I am interested in studying the subatomic structure of strongly interacting particles, hadrons, such as protons and neutrons, the constituents of every atomic nucleus. This research is carried out at Jefferson Laboratory (JLab), Newport News, VA, as well as Fermi National Laboratory (Fermilab), Batavia, IL. My group is leading the preparation of a few upcoming 12 GeV CLAS (CLAS12, housed in Hall-B at JLab) experiments to unravel the Quantum Chromo-Dynamics (QCD) confinement feature of hadrons in terms of their elementary constituents, quarks and gluons, via the study of the hadronization and/or fragmentation processes that probe the dynamics of quark (or Color) Propagation and hadron formation in the cold nuclear matter (CP experiment), and the Color Transparency phenomenon; that is, the formation and evolution of small size configurations to regular hadrons (CT experiment), which collected data in the fall of 2023, as well as deciphering the effect of in-medium modifications of the transverse momentum distributions (TMDs) in nuclei (Nuclear TMDs in CLAS12 experiment).

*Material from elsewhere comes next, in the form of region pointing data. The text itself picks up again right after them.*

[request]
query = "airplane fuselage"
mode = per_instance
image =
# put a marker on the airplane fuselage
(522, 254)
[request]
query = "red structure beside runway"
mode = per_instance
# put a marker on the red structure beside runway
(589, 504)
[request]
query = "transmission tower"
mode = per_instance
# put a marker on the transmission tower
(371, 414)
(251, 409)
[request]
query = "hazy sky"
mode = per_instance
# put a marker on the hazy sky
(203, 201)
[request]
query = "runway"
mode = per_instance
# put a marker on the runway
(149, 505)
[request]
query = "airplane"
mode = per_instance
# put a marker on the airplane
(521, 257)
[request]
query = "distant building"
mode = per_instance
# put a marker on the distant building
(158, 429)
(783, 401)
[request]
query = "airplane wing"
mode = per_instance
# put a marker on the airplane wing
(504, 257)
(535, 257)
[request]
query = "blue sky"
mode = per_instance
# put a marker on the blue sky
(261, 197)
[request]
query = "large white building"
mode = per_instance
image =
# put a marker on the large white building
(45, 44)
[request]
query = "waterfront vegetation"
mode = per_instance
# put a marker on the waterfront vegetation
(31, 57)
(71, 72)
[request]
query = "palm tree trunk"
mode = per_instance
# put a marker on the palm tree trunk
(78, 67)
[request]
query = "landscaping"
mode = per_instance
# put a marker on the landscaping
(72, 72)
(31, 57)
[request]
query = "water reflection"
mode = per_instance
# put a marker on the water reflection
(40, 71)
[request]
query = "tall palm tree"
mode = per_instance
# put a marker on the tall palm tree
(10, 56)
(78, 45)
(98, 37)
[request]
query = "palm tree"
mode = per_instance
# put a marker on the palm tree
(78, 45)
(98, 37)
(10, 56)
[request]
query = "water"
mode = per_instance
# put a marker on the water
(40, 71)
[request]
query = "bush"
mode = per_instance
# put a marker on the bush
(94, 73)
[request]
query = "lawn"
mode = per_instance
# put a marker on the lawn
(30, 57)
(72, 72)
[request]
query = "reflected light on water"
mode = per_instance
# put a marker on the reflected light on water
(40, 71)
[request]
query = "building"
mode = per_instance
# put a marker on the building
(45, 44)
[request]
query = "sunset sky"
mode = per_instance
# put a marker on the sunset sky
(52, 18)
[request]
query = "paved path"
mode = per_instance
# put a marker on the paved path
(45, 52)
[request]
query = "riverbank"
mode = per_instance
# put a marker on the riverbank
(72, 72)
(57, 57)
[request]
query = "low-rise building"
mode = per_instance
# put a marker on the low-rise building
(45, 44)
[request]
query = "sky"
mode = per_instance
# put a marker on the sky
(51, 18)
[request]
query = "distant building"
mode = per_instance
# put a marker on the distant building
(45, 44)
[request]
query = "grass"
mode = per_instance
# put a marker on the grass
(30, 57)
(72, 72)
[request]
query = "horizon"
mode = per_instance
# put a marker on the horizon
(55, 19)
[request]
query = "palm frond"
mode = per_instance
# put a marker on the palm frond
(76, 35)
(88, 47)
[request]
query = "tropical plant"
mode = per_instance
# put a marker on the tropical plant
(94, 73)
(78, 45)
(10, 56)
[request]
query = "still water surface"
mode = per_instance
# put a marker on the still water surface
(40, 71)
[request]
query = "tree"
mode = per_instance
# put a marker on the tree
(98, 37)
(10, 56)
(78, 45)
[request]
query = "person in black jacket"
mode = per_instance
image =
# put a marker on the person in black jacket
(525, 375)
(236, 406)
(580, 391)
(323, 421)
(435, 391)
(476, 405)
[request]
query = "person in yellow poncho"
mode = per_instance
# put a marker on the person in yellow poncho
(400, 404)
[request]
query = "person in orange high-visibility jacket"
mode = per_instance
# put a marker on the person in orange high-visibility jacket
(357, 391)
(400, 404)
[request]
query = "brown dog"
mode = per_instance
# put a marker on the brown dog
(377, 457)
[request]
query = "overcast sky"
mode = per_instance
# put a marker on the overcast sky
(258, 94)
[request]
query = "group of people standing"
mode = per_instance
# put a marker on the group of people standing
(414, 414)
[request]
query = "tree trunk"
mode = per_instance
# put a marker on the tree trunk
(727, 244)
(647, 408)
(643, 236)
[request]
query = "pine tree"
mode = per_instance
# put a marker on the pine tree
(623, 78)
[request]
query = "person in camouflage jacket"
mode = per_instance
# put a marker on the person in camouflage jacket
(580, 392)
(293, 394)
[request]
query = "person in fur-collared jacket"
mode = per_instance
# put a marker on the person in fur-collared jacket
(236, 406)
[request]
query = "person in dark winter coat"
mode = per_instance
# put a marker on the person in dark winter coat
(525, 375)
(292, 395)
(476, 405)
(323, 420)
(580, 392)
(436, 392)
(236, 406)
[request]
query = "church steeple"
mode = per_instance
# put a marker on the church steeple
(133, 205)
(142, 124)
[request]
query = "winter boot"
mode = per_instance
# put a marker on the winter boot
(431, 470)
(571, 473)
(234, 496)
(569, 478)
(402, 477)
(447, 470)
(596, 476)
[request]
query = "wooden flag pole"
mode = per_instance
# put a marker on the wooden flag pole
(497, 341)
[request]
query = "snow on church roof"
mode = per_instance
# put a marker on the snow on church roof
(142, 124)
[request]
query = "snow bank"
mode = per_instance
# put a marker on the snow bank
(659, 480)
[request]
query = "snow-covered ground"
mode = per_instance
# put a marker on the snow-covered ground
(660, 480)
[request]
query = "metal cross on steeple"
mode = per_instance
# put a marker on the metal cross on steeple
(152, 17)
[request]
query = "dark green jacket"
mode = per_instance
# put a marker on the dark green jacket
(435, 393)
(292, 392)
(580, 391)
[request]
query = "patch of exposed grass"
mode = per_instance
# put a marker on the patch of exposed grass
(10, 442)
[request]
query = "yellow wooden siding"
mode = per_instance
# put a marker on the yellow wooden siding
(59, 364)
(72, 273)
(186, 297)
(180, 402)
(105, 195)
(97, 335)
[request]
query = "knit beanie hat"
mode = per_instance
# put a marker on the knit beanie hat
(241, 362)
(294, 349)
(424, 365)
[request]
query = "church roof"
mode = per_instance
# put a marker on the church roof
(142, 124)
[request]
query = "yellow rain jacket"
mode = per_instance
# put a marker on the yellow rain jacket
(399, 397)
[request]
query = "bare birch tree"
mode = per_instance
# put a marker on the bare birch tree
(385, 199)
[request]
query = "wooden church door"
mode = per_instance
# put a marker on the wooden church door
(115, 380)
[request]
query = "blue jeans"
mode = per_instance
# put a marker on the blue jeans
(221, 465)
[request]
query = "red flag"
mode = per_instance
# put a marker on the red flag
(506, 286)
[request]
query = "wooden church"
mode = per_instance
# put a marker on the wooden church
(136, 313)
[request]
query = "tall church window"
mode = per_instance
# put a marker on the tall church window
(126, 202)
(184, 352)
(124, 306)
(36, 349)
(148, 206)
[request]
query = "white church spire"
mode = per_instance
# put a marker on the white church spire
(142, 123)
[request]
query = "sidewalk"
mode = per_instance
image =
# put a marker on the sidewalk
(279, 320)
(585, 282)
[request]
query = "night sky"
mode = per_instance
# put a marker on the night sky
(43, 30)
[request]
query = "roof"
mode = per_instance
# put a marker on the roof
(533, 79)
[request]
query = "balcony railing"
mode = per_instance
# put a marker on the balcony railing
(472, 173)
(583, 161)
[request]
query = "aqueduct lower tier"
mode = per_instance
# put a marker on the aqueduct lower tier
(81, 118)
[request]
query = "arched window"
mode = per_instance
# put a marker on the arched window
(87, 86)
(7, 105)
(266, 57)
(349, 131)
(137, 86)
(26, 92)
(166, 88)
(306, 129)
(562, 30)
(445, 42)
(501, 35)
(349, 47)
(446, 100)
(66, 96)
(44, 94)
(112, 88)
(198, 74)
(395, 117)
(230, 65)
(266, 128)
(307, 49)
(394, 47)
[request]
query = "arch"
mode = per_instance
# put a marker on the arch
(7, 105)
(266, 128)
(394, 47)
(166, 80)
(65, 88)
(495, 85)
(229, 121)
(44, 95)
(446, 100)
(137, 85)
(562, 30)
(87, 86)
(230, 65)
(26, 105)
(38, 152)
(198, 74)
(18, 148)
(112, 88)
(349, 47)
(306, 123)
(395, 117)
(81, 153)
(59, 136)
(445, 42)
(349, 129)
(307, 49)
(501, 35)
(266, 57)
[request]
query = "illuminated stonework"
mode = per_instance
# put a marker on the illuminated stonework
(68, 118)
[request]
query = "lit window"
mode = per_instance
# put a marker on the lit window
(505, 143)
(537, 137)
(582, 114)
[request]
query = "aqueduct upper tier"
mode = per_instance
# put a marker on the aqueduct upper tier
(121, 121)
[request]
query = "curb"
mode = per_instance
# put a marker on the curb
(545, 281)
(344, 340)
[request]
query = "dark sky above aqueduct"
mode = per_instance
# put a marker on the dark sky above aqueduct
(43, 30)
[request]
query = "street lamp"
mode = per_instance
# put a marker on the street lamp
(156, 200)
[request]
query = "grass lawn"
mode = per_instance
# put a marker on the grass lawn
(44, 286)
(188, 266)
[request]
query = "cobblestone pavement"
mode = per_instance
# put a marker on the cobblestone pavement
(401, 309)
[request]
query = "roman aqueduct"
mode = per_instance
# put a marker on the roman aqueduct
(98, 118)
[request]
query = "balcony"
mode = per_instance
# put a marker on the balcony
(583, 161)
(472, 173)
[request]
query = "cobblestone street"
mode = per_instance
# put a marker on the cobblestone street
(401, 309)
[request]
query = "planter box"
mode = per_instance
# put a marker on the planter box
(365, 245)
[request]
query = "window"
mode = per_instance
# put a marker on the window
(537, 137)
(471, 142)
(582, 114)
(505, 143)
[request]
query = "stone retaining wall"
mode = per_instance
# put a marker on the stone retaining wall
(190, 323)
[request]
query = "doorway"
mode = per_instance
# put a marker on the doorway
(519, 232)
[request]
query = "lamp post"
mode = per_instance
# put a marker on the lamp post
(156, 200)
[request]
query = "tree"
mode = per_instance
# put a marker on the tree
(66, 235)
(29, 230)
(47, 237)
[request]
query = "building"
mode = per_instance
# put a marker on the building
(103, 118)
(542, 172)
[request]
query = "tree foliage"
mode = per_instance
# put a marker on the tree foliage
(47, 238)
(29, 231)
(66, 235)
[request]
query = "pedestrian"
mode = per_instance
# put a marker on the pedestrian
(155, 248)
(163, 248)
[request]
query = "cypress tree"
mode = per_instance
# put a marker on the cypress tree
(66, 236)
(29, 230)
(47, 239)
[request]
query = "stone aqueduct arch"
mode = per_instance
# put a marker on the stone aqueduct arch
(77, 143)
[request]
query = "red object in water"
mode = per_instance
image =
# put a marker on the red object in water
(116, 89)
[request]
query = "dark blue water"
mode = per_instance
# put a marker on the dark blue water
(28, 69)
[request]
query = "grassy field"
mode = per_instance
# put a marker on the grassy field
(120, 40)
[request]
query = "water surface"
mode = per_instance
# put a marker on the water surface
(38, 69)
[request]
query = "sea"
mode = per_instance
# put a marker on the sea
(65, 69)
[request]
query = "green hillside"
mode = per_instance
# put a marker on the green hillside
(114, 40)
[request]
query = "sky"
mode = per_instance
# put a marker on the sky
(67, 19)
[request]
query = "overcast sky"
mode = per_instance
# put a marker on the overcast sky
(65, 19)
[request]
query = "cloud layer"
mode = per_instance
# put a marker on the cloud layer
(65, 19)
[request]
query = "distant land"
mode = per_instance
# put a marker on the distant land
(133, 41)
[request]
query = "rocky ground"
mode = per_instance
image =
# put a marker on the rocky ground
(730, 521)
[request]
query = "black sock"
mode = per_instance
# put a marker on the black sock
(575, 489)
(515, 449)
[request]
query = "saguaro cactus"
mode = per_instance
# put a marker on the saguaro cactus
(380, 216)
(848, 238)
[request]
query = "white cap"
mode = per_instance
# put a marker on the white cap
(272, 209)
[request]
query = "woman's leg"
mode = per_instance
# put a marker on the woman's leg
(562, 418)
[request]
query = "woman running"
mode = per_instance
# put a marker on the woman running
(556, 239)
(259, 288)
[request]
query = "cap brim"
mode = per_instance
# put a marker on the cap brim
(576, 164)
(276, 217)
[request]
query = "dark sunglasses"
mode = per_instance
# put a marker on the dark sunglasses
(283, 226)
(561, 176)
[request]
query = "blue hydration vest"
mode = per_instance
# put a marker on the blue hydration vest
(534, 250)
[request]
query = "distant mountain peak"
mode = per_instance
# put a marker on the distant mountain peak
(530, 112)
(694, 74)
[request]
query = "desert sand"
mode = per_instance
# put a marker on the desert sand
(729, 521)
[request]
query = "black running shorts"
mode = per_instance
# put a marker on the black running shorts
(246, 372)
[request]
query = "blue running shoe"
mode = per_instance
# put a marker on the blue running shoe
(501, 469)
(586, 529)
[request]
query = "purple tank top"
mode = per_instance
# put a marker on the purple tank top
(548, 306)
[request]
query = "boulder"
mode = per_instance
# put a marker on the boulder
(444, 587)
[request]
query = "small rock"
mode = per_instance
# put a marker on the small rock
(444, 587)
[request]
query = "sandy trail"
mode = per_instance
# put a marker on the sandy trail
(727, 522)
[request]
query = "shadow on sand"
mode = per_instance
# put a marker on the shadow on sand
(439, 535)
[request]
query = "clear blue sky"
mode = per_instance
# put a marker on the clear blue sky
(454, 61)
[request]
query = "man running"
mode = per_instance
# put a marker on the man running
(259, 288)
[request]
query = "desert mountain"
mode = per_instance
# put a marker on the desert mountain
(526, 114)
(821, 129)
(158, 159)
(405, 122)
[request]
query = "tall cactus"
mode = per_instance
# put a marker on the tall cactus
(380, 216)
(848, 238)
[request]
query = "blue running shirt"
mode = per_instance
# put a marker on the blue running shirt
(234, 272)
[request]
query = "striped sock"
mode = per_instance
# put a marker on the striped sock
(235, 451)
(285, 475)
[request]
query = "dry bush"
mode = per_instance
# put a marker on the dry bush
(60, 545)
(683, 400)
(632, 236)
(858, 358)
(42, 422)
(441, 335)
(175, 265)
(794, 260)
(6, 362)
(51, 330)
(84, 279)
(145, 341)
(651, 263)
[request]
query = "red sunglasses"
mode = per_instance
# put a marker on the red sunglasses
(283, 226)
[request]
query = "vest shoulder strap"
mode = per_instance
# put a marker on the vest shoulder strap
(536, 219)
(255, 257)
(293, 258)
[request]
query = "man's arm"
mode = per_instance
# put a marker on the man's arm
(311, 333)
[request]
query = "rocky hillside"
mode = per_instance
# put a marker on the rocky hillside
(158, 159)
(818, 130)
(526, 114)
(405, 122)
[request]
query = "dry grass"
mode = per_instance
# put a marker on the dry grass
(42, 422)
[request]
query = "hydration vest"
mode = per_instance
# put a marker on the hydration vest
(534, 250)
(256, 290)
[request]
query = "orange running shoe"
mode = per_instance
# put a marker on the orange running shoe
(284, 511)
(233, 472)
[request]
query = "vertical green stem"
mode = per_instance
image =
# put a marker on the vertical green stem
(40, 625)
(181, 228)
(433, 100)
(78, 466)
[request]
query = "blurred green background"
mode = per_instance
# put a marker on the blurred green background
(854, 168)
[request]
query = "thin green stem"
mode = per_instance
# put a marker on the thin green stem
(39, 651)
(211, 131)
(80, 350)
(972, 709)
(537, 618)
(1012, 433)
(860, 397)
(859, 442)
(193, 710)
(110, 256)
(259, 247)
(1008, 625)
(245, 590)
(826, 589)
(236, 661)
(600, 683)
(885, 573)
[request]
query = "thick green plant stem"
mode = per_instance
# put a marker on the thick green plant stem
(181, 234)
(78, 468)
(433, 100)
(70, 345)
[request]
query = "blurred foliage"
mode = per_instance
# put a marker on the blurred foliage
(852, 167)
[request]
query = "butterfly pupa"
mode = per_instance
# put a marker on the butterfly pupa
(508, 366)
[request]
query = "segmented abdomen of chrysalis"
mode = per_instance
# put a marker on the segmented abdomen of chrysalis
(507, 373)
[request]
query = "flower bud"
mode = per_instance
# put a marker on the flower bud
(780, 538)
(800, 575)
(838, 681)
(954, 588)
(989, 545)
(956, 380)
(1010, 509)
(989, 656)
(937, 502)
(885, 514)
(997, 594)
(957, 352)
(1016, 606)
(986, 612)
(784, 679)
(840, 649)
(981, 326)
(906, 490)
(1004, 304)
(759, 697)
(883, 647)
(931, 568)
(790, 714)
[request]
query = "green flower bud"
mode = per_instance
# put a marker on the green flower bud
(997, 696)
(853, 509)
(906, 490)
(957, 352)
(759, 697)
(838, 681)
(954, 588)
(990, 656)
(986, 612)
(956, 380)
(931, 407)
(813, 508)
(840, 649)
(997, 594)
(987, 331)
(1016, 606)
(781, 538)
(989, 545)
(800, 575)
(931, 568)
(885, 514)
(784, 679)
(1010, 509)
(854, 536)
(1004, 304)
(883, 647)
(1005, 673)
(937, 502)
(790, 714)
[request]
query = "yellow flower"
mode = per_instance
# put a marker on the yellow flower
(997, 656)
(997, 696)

The group is also leading the artificial intelligence (AI) track reconstruction and particle identification for the comprehensive Low Energy Radial Tracker (ALERT) studies on light nuclei (4He and 2H nuclei) to investigate the partonic structure with Generalized Parton Distributions via (in-)coherent production and exploit the spectator tagging technique to explore several processes such as deeply virtual Compton scattering (DVCS), DVMP (deeply virtual meson production), and semi-inclusive deep inelastic scattering (SIDIS).
Furthermore, the group has been involved in several JLab 6 GeV data analyses that aimed to study the DVCS off 4He in addition to the meson spectroscopy in the 4He coherent production (EG6 run-group experiment "internal wiki-page"), extract a high precision nucleon spin structure at very low momentum transfer to test various spin sum rules (EG4 run-group experiment "internal wiki-page"), and probe the time evolution of elementary configurations of the hadron wave function via the hadronization study of Λ hyperons, the first-ever SIDIS analysis with CLAS6 EG2 datasets; the EG2 run-group married two experiments, CT and CP. The latter provides a promising method to investigate nucleon and nuclear structure, construct a theory of super-dense nuclear matter, and disentangle the physics of heavy ion collisions that take place at high temperatures with the creation of a Quark-Gluon Plasma. The published results of SIDIS Λ electroproduction off nuclei in the forward and backward fragmentation regions will be further enriched once the 11 GeV CLAS12 CP experiment accumulates data in the spring of 2024. Besides the physics interest, my group successfully led the development as well as optimization of the CLAS12 drift chambers calibration and monitoring suite.

On the other hand, my Fermilab research focuses on the polarized, E1039, and unpolarized, E906, Drell-Yan (DY) experiments, dubbed as SpinQuest and SeaQuest, respectively. The former intends to extract spin-dependent quark and antiquark distributions of the proton and neutron and study the unique correlation of the quark-antiquark spin and angular momenta. In this project, my group is leading the effort of studying the poorly known gluon Sivers/Twist-3 transverse momentum distributions using J/Ψ production as well as the transverse polarization, or transversity, distribution, developing an advanced graphics processing unit (GPU) based multi-threaded framework that will allow an efficient parallelization of the online data analysis, maintaining the performance of two-station tracking chambers in the inherited SeaQuest spectrometer, and providing support to operating, maintaining, and servicing the cryogenic and polarized targets during the commissioning and data-taking of the SpinQuest experiment. While the latter aims to extract a more precise antiquark asymmetry ratio, study the quark propagation and energy loss effects in the cold nuclear matter, target nucleus, before the hard process, dilepton production, takes place, in addition to the measurement of DY cross sections from several nuclear targets to compare the sea quark distribution in nuclei to that in deuteron. This comparison will allow an examination of the previously published DY results, which showed no significant modification of the nuclear cross section for longitudinal momentum fraction, x > 0.1, unlike the "antishadowing" enhancement observed in the deep inelastic scattering and EMC experiments. The SeaQuest data will be able to address the question of whether the antishadowing region and the so-called European Muon Collaboration (EMC) effect (depletion seen for x ~ 0.5) exist in the Drell-Yan process.